Beroepsfout accountant. Hoe ver strekt de adviseringsplicht c.q. waarschuwingsplicht?


Dient een accountantskantoor te waarschuwen voor overige fiscale consequenties betreffende een voornemen van een cliënt buiten de concrete vraagstelling van de cliënt om? Het Hof te Leeuwarden oordeelde dat dat het geval is en dat het te meer geldt als fiscale gevolgen aanzienlijk kunnen zijn.

Wat was er aan de hand?
Een boer met enkele landerijen heeft het voornemen om zijn landbouwgronden tijdelijk te verhuren en legt aan zijn accountant de vraag voor of deze tijdelijke verhuur door de fiscus als een voortzetting van zijn bedrijfsactiviteiten zou worden aangemerkt. Na een bevestigend antwoord van zijn accountant heeft de boer besloten zijn landbouwgronden gedurende zes jaar te gaan verhuren. De fiscus rekent vervolgens de waardestijging van de landerijen gedurende deze zes jaren tot de winst waarover inkomstenbelasting moet worden betaald. De boer spreekt zijn accountantskantoor aan omdat het kantoor hem er niet voor heeft gewaarschuwd dat een bepaalde belastingvrijstelling (die meebrengt dat winst genoten door waardeveranderingen van landbouwgronden vrijgesteld is van inkomstenbelasting) niet zou gelden als hij zijn landerijen zou gaan verhuren.

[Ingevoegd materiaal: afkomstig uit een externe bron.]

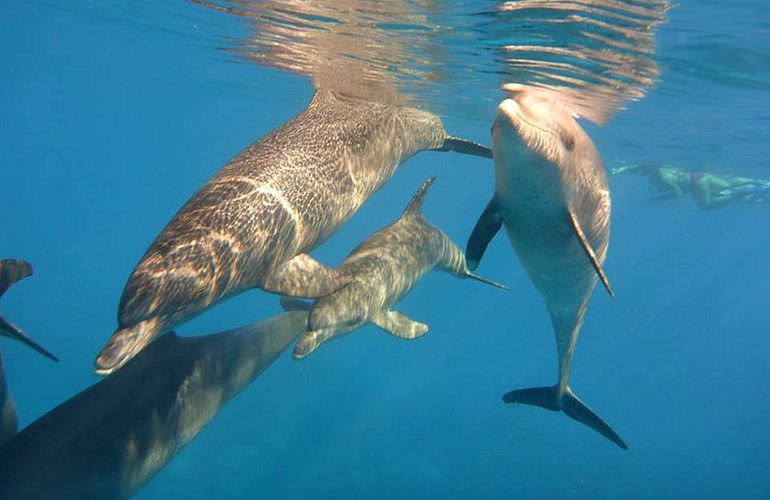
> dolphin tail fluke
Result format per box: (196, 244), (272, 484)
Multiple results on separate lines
(503, 385), (561, 411)
(465, 271), (511, 290)
(503, 385), (628, 450)
(561, 390), (628, 450)
(436, 136), (492, 158)
(0, 316), (59, 361)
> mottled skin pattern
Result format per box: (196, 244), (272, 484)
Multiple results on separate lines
(468, 85), (626, 448)
(96, 91), (486, 374)
(294, 178), (500, 359)
(0, 312), (307, 500)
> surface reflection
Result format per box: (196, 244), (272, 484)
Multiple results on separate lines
(191, 0), (669, 123)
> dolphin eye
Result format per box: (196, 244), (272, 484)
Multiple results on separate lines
(559, 131), (575, 151)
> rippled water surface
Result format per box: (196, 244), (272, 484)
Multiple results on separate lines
(0, 0), (770, 499)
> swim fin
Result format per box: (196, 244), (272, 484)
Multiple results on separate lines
(503, 385), (628, 450)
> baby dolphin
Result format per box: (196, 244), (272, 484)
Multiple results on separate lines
(466, 85), (627, 449)
(283, 177), (507, 359)
(0, 311), (307, 500)
(95, 90), (491, 375)
(0, 259), (59, 361)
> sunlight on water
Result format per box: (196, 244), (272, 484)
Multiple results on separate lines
(193, 0), (669, 123)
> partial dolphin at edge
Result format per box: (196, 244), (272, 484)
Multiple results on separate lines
(0, 311), (307, 500)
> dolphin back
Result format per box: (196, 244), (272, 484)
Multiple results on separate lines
(0, 354), (18, 446)
(0, 311), (306, 500)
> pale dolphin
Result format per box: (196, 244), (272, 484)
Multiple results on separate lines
(0, 259), (59, 361)
(96, 91), (491, 374)
(466, 85), (627, 449)
(0, 312), (307, 500)
(284, 177), (507, 359)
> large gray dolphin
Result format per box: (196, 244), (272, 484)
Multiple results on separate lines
(96, 91), (491, 374)
(0, 259), (59, 361)
(284, 177), (507, 359)
(0, 312), (307, 500)
(0, 353), (18, 446)
(466, 85), (627, 449)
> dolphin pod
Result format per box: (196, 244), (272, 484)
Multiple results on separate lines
(466, 85), (627, 449)
(95, 91), (491, 375)
(0, 311), (307, 500)
(283, 177), (507, 359)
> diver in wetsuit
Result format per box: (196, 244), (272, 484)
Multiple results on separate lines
(610, 164), (770, 210)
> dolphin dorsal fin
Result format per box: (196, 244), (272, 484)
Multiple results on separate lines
(567, 209), (615, 299)
(0, 259), (32, 297)
(401, 175), (436, 219)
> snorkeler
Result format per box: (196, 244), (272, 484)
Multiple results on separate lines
(610, 164), (770, 210)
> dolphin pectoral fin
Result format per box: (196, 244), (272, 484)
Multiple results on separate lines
(503, 385), (628, 450)
(567, 210), (615, 299)
(292, 328), (333, 359)
(465, 197), (503, 271)
(0, 316), (59, 361)
(435, 136), (492, 158)
(261, 253), (348, 298)
(281, 296), (313, 311)
(94, 317), (162, 376)
(0, 259), (33, 297)
(372, 311), (429, 340)
(466, 271), (511, 290)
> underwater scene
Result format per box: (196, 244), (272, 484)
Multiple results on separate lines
(0, 0), (770, 499)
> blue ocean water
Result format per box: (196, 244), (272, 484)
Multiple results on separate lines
(0, 0), (770, 499)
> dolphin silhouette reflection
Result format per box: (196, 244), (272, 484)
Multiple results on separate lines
(0, 311), (307, 500)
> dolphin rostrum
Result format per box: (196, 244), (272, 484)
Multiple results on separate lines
(0, 311), (307, 500)
(284, 177), (507, 359)
(466, 85), (627, 449)
(95, 91), (491, 375)
(0, 259), (59, 361)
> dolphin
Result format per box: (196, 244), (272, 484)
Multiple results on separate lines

Wat was het oordeel van het gerechtshof Leeuwarden?
Het hof overwoog dat de boer wilde weten of de constructie van tijdelijke verhuur door de fiscus in juridische zin als staking van de bedrijfsvoering zou worden aangemerkt. Bij beantwoording van die vraag diende het accountantskantoor om die reden de redelijkerwijs voorzienbare fiscale consequenties te betrekken die de voorgenomen feitelijke staking van de bedrijfsvoering zou hebben, dus ook het vervallen van de landbouwvrijstelling. Daaraan doet volgens het Hof niet af dat de boer zich beperkte tot de vraag of verhuur van de landerijen door de belastingdienst als een ondernemersactiviteit zou worden gezien. "Het behoort immers mede tot de taak van het accountantskantoor als deskundige opdrachtnemer om te waarschuwen voor de overige fiscale consequenties van de voorgenomen feitelijke onderbreking van de bedrijfsvoering die de cliënt voor ogen heeft, maar die deze mogelijk over het hoofd ziet. Dat geldt te meer als, zoals hier het geval is, die consequenties aanzienlijke financiële gevolgen kunnen hebben.” Aldus het hof.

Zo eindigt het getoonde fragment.